Catplot issues for the PageView project in python data analysis

I have a question related to the following project:

The question I have is how I would create the catplot. Here is what I am doing now:

import pandas as pd
import seaborn as sns
import matplotlib.pyplot as plt
df= pd.read_csv('PageView.csv')
print(df.shape)
df.set_index('date')
df = df[
    (
    (df['value'] >= (df['value'].quantile(0.025))) &
    (df['value'] <= (df['value'].quantile(0.975))))

    ]
print(df.shape)
""" The part where I try creating the dataframe for the cat plot."""
df['year']=df['date'].str[0:4]
df['month']=df['date'].str[5:7]
values=[]
yearslis=['2016','2017','2018','2019']
monthlis=['01','02','03','04','05','06','07','08','09','10','11','12']
monthlisw=['January','February','March','April','May','June','July','August','September','October','November','December']
monthlisw=monthlisw+monthlisw+monthlisw+monthlisw
yearslis1=[]
monthlis1=[]
monthavgs=[]
print(df)
for year in yearslis:
    for mon in monthlis:
        #print(df[(df['year']==year) & (df['month']==mon)])
        monthlis1.append(mon)
        yearslis1.append(year)
        monthavgs.append(df[(df['year']==year) & (df['month']==mon)].mean()['value'])
print(monthavgs)
monthavgs=monthavgs[4:len(monthavgs)]
yearslis1=yearslis1[4:48]
monthlisw=monthlisw[4:48]
newframe =pd.DataFrame()
newframe['years']=yearslis1
newframe['months']=monthlisw
newframe['average']=monthavgs

#sns.lineplot(data=df,x='date',y='value')
#plt.xlabel("Date", size=16)
#plt.ylabel("Page Views", size=16)
#plt.title("Daily freeCodeCamp Forum Page Views 5/2016-12/2019", size=24)
""" Where I create the catplot"""
sns.catplot(data=newframe,x='months',col='years',kind='count')
plt.xlabel("Years", size=16)
plt.ylabel("Average Page Views", size=16)

plt.show()

I know that I should be using pd.melt() to create a dataframe for the catplot but I found melt to be a confusing function. I was able to make the correct catplot for medical visualization project without using melt. The question I have is how would I make it so all years have January to December except the first year (2016) and how would I make the bars have the values for the average views per day for the different months. My code above does not seem to be correct.
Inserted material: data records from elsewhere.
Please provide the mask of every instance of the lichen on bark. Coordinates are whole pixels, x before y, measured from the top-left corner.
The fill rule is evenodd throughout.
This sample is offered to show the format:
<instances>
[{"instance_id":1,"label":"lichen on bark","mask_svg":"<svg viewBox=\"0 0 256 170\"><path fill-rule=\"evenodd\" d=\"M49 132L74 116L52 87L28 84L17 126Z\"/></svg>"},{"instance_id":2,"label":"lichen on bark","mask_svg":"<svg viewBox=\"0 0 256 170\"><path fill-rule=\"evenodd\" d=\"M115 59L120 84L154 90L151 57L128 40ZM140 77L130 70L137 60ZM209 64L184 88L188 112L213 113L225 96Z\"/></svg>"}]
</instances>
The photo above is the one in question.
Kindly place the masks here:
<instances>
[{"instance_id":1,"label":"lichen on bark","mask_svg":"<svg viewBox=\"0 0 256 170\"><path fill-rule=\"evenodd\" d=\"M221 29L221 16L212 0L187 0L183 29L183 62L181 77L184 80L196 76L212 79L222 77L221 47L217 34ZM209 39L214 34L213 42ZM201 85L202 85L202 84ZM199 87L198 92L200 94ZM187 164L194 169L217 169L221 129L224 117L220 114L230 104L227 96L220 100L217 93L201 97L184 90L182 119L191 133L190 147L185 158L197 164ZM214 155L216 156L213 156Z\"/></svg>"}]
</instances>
For a start, the plotting-function itself does most of the work. You don’t need to create a list for the years or months - you just pass those into the sns.catplot() and it will do it all for you :wink:
If you pass in an attribut “order=monthlisw” it might also retain their order even in years with missing data.

Personally, I also find .melt() very confusing. Instead I used a .groupby().mean().reset_index() (I think that’s the correct syntax) to get a nice DF for plotting.

So your saying we would get the original dataframe, add the year and month column and then pass dataframe.groupby().mean().reset_index() to the catplot function? What column would we have to pass into groupby function?

Just think about the data you want to plot how and that should be the answer :wink:

This topic was automatically closed 182 days after the last reply. New replies are no longer allowed.